Two window maintenance workers more than 50 floors in the air were suddenly and precariously left hanging Wednesday afternoon as stunned onlookers watched from the ground and surrounding towers.

The men were working on the 6th Street side of the Wells Fargo Center in downtown Minneapolis, between Nicollet Mall and Marquette Avenue, when the basket holding them malfunctioned, according to the Minneapolis Fire Department.

Ryan Trebil, who works for Abbot Downing, a wealth management company in the building, saw the maintenance workers on the scaffolding from the 51st floor of the Wells Fargo Center. Next, Trebil said he saw ropes dangling, and heard the scaffolding slam into the building as the workers yelled.

Nathan Elleson, 23, from Chicago, was watching the accident from the Westin hotel across 6th Street. “I saw one guy swinging from the scaffolding,” Elleson said. “Luckily, he got swung back into it.”

The malfunctioning scaffold made a “big thump” when it gave way, Elleson added, “and that’s when the crowd started gathering.”

The life-or-death drama continued for about 15 minutes until firefighters were able to reach the scene and bring the men into the office tower from the free-swinging scaffolding through a window on the 50th floor.

Fire Battalion Chief Kathleen Mullen said the two men came away uninjured. “The two workers are OK and do not need medical attention,” a follow-up Fire Department tweet read.

About 14 people in all were involved in the rescue.

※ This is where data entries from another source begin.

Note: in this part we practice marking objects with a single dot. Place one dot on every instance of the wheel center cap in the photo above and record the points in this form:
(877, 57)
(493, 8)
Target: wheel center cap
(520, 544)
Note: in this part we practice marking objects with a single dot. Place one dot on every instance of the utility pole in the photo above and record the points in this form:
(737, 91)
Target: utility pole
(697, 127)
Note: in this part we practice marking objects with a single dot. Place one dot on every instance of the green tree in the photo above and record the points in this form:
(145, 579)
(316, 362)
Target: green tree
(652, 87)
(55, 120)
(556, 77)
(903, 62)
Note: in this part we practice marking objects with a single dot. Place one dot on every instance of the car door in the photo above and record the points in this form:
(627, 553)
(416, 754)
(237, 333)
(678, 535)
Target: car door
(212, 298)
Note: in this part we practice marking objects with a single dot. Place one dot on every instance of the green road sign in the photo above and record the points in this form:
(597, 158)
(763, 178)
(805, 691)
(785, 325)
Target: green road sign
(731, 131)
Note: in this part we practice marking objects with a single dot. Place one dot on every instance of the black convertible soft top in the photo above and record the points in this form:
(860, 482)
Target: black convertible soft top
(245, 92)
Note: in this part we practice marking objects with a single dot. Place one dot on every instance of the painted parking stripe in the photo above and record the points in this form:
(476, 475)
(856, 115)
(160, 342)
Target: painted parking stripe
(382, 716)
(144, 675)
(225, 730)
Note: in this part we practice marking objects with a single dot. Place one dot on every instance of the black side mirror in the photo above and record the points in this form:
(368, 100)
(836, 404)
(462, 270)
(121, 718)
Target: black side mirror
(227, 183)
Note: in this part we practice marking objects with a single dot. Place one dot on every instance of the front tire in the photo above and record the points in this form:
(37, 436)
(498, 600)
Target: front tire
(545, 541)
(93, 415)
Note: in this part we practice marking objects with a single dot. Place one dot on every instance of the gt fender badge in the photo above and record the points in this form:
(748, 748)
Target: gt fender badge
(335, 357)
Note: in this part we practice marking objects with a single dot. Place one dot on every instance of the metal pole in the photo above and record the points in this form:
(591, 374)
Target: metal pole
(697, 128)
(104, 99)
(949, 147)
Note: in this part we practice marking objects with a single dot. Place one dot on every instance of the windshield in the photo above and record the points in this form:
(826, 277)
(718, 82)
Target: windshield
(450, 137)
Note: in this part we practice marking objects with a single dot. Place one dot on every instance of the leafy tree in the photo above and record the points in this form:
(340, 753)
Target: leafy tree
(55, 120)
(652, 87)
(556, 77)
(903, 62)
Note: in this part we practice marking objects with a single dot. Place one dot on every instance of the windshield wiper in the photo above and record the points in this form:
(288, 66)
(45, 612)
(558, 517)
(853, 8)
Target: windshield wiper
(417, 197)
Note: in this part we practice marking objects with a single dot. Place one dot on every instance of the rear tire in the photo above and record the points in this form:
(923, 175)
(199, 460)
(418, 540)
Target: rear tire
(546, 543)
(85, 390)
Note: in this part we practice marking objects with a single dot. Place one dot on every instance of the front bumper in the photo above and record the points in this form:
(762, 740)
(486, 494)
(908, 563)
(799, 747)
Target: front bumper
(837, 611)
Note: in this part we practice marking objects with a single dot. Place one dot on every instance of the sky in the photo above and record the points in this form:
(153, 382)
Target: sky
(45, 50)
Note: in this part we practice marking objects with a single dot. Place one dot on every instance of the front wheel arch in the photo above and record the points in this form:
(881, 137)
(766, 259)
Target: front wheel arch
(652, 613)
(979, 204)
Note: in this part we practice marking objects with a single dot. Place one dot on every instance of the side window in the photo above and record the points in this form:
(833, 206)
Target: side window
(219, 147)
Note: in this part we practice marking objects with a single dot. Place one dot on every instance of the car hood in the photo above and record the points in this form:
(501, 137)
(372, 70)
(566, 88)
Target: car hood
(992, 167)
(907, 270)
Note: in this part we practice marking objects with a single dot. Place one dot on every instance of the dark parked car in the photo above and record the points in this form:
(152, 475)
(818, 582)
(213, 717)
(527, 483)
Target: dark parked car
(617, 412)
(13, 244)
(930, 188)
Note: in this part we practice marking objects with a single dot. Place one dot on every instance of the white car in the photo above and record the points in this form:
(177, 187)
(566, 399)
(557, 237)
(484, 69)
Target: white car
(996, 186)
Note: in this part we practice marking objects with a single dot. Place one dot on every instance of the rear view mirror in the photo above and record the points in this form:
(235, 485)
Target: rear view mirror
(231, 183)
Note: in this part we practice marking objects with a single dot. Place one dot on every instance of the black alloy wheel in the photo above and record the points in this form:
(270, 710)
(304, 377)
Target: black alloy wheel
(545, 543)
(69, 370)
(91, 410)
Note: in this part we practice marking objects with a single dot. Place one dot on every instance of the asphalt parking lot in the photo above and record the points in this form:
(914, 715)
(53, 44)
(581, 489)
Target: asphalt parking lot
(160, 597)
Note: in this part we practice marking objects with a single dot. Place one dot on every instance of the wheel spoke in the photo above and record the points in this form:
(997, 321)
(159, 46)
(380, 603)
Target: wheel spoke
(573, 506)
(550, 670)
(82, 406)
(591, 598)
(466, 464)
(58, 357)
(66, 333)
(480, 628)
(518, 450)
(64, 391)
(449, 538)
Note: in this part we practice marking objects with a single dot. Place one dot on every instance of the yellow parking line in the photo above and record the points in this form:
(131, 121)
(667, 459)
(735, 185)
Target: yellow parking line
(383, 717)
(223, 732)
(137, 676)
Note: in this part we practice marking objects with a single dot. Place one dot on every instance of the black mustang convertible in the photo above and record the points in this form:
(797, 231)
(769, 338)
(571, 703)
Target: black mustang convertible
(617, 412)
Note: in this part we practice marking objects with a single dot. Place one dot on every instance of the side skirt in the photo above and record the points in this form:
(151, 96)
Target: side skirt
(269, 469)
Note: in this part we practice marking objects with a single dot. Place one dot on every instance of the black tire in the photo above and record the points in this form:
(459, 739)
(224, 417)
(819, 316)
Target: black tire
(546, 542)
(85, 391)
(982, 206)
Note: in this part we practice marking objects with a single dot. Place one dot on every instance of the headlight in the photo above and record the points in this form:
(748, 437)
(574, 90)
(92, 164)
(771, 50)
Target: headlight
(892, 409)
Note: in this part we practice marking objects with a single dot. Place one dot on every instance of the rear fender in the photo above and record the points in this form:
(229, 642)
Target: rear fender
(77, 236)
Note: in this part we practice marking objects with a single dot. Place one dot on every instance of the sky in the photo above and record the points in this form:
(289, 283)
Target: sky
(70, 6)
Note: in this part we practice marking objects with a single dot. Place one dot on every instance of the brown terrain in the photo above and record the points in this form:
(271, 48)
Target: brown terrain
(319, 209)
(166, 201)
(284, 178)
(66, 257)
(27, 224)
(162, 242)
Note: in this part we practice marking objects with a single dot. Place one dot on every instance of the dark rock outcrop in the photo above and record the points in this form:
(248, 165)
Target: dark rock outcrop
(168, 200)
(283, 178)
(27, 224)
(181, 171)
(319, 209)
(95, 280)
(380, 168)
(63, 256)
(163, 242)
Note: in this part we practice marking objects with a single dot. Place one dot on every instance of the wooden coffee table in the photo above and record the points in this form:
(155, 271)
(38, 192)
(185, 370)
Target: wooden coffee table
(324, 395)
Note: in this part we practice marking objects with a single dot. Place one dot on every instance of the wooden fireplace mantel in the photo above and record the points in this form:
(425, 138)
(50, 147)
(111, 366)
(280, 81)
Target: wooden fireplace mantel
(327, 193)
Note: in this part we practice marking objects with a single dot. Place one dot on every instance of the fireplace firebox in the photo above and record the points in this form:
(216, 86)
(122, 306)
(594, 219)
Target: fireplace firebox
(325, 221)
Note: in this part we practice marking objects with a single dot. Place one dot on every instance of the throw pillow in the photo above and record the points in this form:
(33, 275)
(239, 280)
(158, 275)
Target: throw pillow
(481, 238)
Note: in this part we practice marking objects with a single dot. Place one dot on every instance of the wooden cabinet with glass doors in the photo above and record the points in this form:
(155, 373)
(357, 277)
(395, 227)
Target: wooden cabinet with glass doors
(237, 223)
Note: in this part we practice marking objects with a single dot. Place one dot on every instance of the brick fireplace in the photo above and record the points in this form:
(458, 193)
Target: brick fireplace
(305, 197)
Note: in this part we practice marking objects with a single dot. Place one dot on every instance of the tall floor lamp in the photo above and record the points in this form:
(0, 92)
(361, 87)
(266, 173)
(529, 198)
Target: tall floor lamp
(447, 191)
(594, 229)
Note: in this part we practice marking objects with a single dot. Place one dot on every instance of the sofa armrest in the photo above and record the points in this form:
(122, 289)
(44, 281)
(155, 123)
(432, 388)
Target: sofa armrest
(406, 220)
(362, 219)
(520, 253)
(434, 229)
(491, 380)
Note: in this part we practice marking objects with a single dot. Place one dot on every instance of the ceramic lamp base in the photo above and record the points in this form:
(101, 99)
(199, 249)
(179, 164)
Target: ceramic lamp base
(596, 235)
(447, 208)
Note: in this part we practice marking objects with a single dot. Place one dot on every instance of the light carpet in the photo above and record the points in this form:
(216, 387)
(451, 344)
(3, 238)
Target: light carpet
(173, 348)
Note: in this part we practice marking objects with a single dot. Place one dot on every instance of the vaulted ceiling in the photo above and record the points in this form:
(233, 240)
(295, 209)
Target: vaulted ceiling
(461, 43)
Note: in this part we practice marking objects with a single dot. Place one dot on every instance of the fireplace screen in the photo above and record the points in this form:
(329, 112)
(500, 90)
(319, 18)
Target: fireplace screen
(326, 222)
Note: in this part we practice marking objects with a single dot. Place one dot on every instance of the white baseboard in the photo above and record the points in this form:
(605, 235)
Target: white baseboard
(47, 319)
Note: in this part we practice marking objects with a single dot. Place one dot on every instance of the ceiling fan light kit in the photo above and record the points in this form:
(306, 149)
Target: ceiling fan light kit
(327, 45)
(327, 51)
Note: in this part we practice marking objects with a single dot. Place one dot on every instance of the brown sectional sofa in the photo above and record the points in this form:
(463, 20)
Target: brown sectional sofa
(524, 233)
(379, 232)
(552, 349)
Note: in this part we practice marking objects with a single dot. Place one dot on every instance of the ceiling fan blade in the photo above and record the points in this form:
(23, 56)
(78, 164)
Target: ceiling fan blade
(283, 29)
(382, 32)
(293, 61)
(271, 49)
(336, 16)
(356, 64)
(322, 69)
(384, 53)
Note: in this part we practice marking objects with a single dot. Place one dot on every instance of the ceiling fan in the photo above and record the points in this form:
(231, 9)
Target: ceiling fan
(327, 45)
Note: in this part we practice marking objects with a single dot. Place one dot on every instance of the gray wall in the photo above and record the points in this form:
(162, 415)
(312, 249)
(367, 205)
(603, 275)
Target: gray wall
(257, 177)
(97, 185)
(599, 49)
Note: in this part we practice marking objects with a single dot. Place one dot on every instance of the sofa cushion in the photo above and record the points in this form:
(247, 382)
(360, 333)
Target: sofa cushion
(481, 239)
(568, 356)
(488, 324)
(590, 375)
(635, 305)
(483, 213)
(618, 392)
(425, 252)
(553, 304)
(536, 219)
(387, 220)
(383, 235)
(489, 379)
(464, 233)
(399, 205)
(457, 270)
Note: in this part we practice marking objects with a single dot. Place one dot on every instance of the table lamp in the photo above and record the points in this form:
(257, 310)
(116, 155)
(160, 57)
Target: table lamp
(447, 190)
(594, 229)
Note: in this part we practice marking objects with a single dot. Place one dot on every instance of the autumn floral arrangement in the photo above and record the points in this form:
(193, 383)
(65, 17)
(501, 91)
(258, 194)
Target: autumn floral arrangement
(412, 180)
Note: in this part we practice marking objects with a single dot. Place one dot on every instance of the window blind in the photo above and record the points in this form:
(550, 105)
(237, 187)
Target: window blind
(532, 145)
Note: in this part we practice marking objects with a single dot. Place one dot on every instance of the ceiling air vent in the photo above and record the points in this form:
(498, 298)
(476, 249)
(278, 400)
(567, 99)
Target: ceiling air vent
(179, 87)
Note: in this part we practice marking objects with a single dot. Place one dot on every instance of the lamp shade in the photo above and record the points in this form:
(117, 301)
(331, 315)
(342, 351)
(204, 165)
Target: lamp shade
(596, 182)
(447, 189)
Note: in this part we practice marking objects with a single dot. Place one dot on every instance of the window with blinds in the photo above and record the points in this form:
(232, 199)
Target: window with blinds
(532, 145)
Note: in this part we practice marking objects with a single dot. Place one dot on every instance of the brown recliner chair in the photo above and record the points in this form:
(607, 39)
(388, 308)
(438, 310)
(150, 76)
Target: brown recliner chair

At 1:53 p.m., someone in the building called about the workers. Fire rescue teams arrived, and building security opened the window on the 50th floor, where the workers were brought into the building, Chérie A. Penn, assistant fire chief, said in an e-mail.

The 57-story building, opened in 1989, is the third tallest in downtown Minneapolis, after the IDS Center and Capella Tower.

Timothy Baynard, battalion fire chief, said he believed that two workers on the scaffolding worked for Restoration Systems Inc. of Chaska.

A call to Steve Dronen, president at Restoration Systems, elicited a different view of the afternoon’s events. The midafternoon emergency call at the tower was “erroneous,” Dronen said in a statement.

“We had no incident requiring emergency assistance today at the Wells Fargo Tower,” Dronen said. “Our workers, who were replacing window gaskets, exited scaffolding unassisted.”